Arrived at 2:00 a.m. in Quito after a very long trip. The opening Indigenous welcome was very moving. Packed event at the Simón Bolívar University. This crucial gathering comes as Ecuador is welcoming massive hydroelectric projects and just yesterday, distressingly reversed its rejection of ISDS and entrenched the rights of foreign investment in the aftermath of the terrible Chevron ISDS decision. How could they?
If we don’t fight for water and forests and the people and ecosystems here and everywhere who will?
The symposium began with an Indigenous welcome. Tom Goldtooth of the Indigenous Environmental Network spoke.
Twenty-five children, aged 7 to 26, sued the government of Colombia for failing to protect the environment. According to the website Global Citizen, never before had a climate change case been heard in Latin America, the charges seemed too far-reaching, and environmental degradation has been accelerating in the country in recent years. But after hearing the case, the country’s Supreme Court ruled in favor of the children and now the government must come up with an action plan for stopping deforestation in the Amazon and escalate its fight against climate change. The Colombian children were recognized for their passionate defence of the environment and human rights.
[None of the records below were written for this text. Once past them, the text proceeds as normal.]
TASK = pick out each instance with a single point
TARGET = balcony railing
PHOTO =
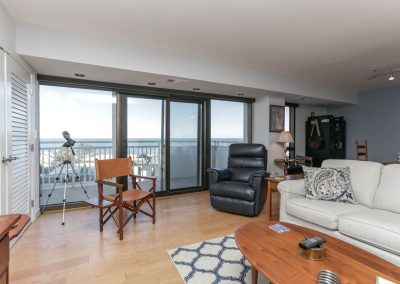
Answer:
(146, 153)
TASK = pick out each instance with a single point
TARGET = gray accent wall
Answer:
(376, 118)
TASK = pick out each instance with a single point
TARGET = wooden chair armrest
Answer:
(145, 177)
(110, 183)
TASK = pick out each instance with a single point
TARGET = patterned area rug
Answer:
(214, 261)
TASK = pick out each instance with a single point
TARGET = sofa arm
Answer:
(292, 186)
(216, 175)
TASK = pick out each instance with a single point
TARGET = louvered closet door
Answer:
(18, 186)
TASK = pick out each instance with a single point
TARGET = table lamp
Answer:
(285, 137)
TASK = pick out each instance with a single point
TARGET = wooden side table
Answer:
(10, 227)
(272, 185)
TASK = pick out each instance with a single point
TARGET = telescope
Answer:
(70, 142)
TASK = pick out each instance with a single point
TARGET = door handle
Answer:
(9, 159)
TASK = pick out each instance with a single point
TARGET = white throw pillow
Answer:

The Colombian children are recognized for their passionate defence of the environment and human rights.
Maude later tweeted, “in essence, Colombia’s highest court granted personhood to the Amazon.”
Indigenous speakers from the Amazon warn us about the failures of law to protect them or their jungle and the need to hear from the heart of Mother Earth.
Indigenous speakers in Quito tell us the First Peoples of the Amazon are as threatened as the forest itself and that Mother Earth is the highest law.
I met today with Indigenous leaders who have been devastated by first Texaco then Chevron for over two decades. They recently lost a court case against the company and are seeking solidarity in their struggle.